Establishing breastfeeding in the hospital

It is always necessary to take into account the specifics of the medical institution in which the young mother and child are located. In a situation with a separate stay, it is impossible to apply the principle of free breastfeeding in the maternity hospital, and in addition, it is likely that the child will be supplemented with formula in between “dates”. The postpartum departments of maternity hospitals that practice cohabitation have an undeniable advantage, which allows a woman to quickly and efficiently establish natural breastfeeding in the first days, as well as acquire the necessary skills to care for a baby. While in the hospital, it is advisable to find a common language with the medical staff and ask them not to supplement the baby with formula, which is especially important in a situation of separation. If, for medical reasons, the child is prescribed water supplementation, it is necessary to do this from a spoon in order to avoid the child getting used to the bottle. In case of forced separation from the baby for more than 24 hours, it is necessary to start pumping, as described above.

You can always get an answer to your questions and help in solving possible problems with breastfeeding in the first days. To do this, you need to contact your attending physician, a neonatologist who is observing the child, and if they are absent from the workplace (for example, in the evening), to the on-duty medical staff of the postpartum department. In addition, many modern maternity hospitals now employ specialists and consultants in breastfeeding.

The menu of a nursing mother in the first days after childbirth

What foods should make up the diet of a nursing mother in the first days after childbirth?

  • Dairy products - 600-800 g per day. Preference should be given to natural fresh kefir, fermented baked milk, yoghurts without additives and cottage cheese.
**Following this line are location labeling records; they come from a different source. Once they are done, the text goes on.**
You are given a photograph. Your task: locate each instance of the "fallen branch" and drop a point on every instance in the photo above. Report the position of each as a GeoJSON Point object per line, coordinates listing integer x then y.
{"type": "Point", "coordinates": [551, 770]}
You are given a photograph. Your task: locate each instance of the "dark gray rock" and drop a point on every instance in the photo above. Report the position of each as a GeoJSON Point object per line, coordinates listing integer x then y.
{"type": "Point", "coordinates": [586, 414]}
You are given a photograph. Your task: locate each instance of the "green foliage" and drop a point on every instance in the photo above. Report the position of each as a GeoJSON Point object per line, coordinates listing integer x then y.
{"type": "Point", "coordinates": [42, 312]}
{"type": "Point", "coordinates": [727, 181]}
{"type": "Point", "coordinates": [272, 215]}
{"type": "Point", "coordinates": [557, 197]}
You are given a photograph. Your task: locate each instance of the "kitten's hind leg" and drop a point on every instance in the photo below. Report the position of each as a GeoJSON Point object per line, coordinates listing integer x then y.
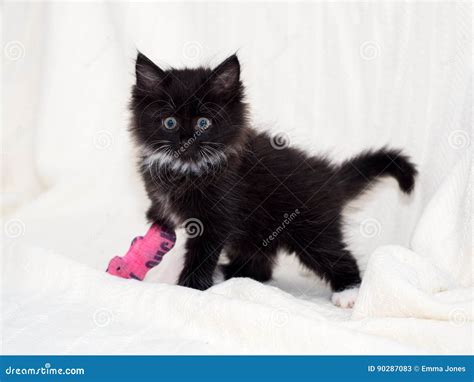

Whole cow's milk in the amount of 200 ml per day is desirable to use for making cereals.
  • Meat products, of which low-fat varieties of beef and pork, rabbit meat, turkey, chicken are more suitable for the menu of a nursing mother - 200–250 g.
  • Cereals (all types), durum wheat pasta - 60 g (dry cereal).
  • Bread - 200 g.
  • Animal and vegetable oils (butter - 25 g, vegetable - 15 g).
  • Vegetables - 400 g and fruits - 300 g, except for highly allergenic ones.
  • From confectionery products in moderation, the use of dry cookies, crackers, marmalade is acceptable.
  • To replenish the fluid, in addition to ordinary drinking water, you can drink weak tea: black, green and herbal; compotes from fresh berries and dried fruits (with the exception of raisins), fruit drinks, still table mineral water.
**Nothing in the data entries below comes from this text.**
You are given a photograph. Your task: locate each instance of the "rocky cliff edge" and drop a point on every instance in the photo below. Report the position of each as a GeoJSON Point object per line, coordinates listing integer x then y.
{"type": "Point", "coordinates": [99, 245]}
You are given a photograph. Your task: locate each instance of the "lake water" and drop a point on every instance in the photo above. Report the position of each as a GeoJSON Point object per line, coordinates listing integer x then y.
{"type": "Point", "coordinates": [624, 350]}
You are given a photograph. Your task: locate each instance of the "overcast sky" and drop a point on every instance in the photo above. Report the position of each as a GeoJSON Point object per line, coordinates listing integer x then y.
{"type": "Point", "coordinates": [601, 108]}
Do breastfeeding mothers need to drink a lot?
The total amount of liquid drunk before the arrival of milk (during the first 3-5 days after childbirth) should be no more than 800 ml per day, otherwise it will be quite difficult to cope with the symptoms of hot flashes. When milk appeared, in parallel with the establishment of adequate emptying of the mammary gland, it is necessary to gradually increase the amount of fluid consumed up to 2–2.5 liters per day.

When pumping is needed

Ideally, milk is produced exactly as much as the baby needs. In this case, there is no need for pumping. However, when difficulties arise, pumping helps to solve a wide range of problems. It is necessary if:

  • the child, for health reasons or for other reasons, is temporarily separated from his mother. In this case, pumping imitates feeding, stimulates lactation and maintains it until the moment of meeting with the child;
  • when mother is separated
  • and a child in the maternity hospital, if the baby missed or "overslept" the next feeding, it is necessary to stimulate the breast by pumping for 10-15 minutes;
  • in case of excess milk production, when the breasts are full and become tight and painful, pumping helps to alleviate the condition of the woman and helps prevent mastitis. At the same time, the breast is decanted until a feeling of relief appears, and the mammary gland itself becomes soft.